So you have just received your credit report and your score has dropped. Why? There are different items on your credit score that can affect your score negatively. Make sure you keep an eye on the following four must-watch items on your credit report to maintain a good score.
First, you can receive a free credit report once every year from each of the three nationwide credit reporting companies. You can order yours online from annualcreditreport.com or by calling 877-322-8228. (Other sites may advertise free credit reports, but the fine print often requires you to buy a product or service.) Some credit card companies also provide a free FICO credit report, and there are sites such as creditkarma.com where you can view your score for free as well.

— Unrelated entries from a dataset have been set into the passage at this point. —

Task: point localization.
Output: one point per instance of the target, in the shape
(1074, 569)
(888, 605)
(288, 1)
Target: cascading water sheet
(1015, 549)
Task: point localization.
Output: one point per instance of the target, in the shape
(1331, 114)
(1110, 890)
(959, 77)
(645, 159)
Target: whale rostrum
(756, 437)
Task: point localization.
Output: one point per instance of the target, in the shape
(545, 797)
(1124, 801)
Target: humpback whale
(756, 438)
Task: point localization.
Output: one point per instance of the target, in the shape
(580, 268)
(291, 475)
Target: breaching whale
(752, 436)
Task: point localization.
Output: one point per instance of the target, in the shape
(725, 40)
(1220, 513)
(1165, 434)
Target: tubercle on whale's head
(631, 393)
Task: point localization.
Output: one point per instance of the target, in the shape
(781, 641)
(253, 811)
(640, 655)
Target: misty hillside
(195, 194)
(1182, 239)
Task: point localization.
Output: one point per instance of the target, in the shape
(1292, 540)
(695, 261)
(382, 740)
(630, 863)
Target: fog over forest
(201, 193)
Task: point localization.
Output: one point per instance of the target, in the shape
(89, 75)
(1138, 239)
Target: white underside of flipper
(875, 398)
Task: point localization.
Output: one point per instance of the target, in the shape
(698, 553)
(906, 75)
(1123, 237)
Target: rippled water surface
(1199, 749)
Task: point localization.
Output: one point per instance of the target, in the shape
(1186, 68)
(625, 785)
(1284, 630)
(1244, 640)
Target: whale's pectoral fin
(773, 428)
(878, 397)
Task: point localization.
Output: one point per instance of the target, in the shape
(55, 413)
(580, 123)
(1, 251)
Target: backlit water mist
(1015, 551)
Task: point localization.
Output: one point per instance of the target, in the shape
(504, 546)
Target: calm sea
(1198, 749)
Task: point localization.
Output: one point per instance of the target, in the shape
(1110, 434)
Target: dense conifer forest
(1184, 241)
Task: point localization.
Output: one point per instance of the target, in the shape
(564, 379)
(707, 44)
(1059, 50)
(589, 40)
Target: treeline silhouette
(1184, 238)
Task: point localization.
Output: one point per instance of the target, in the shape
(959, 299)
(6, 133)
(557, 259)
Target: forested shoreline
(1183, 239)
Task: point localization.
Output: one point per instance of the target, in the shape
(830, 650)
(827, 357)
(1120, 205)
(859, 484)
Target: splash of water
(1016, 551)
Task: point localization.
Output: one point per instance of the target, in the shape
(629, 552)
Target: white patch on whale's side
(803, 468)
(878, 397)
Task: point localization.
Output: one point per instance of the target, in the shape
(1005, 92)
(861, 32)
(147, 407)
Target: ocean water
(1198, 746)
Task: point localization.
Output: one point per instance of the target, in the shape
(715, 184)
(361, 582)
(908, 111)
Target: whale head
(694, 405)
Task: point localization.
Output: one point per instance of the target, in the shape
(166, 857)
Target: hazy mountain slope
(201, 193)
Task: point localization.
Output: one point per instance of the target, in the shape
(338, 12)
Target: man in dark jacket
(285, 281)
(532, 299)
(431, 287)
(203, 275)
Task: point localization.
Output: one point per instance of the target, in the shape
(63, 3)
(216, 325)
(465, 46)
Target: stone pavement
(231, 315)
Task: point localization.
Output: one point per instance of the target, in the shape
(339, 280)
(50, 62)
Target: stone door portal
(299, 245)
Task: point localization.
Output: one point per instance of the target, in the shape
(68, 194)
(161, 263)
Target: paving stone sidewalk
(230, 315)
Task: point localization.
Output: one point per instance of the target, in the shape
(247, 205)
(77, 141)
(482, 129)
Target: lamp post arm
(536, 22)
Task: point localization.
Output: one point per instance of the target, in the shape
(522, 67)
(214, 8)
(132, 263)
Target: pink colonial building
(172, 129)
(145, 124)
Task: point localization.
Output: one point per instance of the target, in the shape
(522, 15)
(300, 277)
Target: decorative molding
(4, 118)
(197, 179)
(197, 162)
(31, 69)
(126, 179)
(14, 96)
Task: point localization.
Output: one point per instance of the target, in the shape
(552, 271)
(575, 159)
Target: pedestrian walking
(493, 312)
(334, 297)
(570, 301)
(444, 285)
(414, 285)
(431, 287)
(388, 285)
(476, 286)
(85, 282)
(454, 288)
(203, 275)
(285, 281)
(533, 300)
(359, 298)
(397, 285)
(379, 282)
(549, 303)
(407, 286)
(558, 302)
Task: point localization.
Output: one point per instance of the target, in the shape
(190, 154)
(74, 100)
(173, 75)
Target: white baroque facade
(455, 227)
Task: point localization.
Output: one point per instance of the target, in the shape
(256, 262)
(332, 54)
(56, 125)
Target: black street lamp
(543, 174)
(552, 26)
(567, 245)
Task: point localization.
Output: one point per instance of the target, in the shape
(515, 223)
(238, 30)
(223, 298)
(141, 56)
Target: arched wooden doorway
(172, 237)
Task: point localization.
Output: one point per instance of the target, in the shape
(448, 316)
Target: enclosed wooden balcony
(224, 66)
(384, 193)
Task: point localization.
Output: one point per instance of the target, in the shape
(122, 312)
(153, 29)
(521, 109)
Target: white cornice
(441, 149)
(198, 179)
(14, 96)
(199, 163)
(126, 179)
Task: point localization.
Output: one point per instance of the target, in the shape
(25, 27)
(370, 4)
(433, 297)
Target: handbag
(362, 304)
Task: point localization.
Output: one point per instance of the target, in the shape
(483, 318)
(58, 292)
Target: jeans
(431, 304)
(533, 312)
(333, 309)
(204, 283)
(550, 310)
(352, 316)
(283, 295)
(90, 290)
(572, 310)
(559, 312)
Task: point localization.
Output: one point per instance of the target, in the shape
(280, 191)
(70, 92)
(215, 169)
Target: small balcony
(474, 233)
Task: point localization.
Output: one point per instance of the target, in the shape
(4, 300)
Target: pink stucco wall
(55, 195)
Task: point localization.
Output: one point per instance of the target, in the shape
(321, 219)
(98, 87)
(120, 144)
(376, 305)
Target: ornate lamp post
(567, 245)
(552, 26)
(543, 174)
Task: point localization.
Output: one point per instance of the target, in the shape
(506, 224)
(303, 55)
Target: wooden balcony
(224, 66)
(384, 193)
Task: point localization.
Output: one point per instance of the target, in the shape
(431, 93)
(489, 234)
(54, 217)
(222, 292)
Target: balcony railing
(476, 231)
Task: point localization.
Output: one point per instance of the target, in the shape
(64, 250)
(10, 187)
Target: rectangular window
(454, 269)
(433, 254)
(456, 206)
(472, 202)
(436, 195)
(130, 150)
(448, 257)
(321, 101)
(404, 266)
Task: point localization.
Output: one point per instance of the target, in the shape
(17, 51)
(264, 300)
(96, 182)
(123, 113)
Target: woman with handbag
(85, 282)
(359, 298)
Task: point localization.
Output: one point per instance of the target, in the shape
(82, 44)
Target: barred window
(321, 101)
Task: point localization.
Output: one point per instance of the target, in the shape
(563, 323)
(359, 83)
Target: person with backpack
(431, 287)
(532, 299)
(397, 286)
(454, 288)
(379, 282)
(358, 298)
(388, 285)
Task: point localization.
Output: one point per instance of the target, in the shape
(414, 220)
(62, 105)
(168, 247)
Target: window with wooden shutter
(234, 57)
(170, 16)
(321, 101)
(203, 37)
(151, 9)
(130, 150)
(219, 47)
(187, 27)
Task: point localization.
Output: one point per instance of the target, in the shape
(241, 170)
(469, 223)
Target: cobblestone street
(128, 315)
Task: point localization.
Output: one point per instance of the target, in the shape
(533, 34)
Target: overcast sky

Late payments. Late payments and delinquencies have a huge impact on your credit score. They make up 35 percent of your entire FICO score. If you see marks that bills have been paid 30, 60, 90 or 120 days late, that is extremely damaging to your score. The other important factor is the timeline of how late your payment was and how long ago you made this mistake. The later your payment is, the more it negatively affects your score. The more time that has passed since the late payment, the less it affects your score.
Collections. Any collections activity on your report will go against your score. If you have had an account or bill that has gone to a collections agency, you are probably aware of it, but in some cases you may not be. There are certain situations where you may not be aware of collections action, such as if you didn’t pay the last utility bill after you moved and the collection agency couldn’t locate you. If you see a mark on your report that is not related to you, you can dispute it and have it removed. Any collections item can stay on your report for seven years, but the longer it has been on your report, the less it affects your score.
Active accounts. An easy way to detect identity fraud is to look for accounts on your credit report that you didn’t open. If you have closed an account, it will reflect that on your credit report and you will be able to verify the date you closed it. If an account is shown as open but you have closed it, reach out to the issuer to find out why it is still active.
High debt-to-credit limit ratio. Credit score companies will look at how you utilize your credit cards by comparing the balance on one revolving account with the available credit from the lender. You want to keep your ratio under 10 percent. For example, if your credit card has a limit of $5,000 and you have a $1,000 balance on it, the ratio is 20 percent. If you are running a balance of $7,000-$8,000 on a credit card with a $10,000 limit, it will really negatively affect your score. It is even worse to have high running balances on several cards.